La première bonne surprise que nous réserve cet objectif se trouve dès l'ouverture de la boîte : l'objectif est livré avec un bel étui et un pare-soleil qui peut s'avérer très utile avec de telles focales. Quand on connaît la radinerie maladive d'un fabricant comme Canon qui livre très rarement ses objectifs grand publics ou experts avec un pare-soleil et qu'il faut souvent taper dans la série L pour voir un accessoire livré en standard, on peut remercier Sigma. L'étui est très bien fini.

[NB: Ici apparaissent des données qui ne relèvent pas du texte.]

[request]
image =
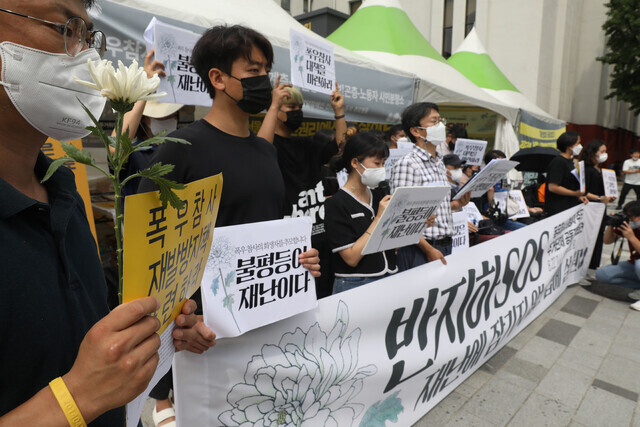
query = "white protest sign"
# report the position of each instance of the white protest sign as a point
(173, 47)
(386, 353)
(582, 179)
(312, 63)
(471, 150)
(404, 219)
(395, 154)
(460, 238)
(166, 352)
(517, 197)
(472, 212)
(486, 178)
(610, 183)
(253, 276)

Un tel zoom n'est pas l'objectif dont on se servira tous les jours, ainsi, un bel étui de rangement est très pratique.
Sigma 70-300 APO MACRO DG - Une belle construction
La finition de l'objectif paraît robuste. Il est assez massif et finit par peser sur l'appareil. Il faudra prendre garde à l'utiliser sur une baïonnette en métal et faire attention si on doit l'utiliser sur une baïonnette en plastique. Sa finition est en plastique dur à l'aspect un peu granité, il est agréable à utiliser. La bague de zooming est assez importante et le réglage de la focale s'opère facilement et rapidement. La bague de mise au point manuelle est plus étriquée mais demeure correcte. Ce n'est pas un zoom pro, l'utilisateur n'est pas amené à travailler avec tous les jours. Le 70-300 APO MACRO DG est, sans surprise vu son range, assez impressionnant et la discrétion n'est pas son fort quand vous zoomez à 300 mm et qu'il s'allonge au maximal, il peut impressionner.
Sigma 70-300 APO MACRO DG - Zoom + numérique = mégazoom
Justement, l'amplitude de ce zoom est décuplée par rapport à sa version argentique. En effet, étant donné les coefficients d'allongement du capteur généralement constaté (1,6x sur un Canon EOS 20D), cet objectif qui couvre 70-300 mm en argentique devient plus généreux en numérique puisqu'il atteint les focales de 112-480 mm ! Rendez-vous compte : Pour un prix assez bas, vous obtenez un objectif de près de 500 mm ! D'ailleurs il faut veiller à ne pas se faire piéger et ne pas abuser des focales si longues sans raison, surtout dans des conditions de faible luminosité. A 300 mm (soit 480 mm sur le 20D), il n'ouvre qu'à F5,6 au mieux et si on veut diafragmer un peu pour monter le piqué, on va vite se retrouver à F8,0 ou F11, autant dire qu'il fauit être en pleine lumière pour pouvoir atteindre ces valeurs si on veut une photo nette car la règle est de ne pas déscendre en dessous d'une vitesse égale à 1/focale de l'objectif, soit ici 1/480 s donc 1/500 s. Mieux vaut être prévenu car avec une telle amplitude, on a vite tendance à jouer avec les focales extrêmes, c'est humain !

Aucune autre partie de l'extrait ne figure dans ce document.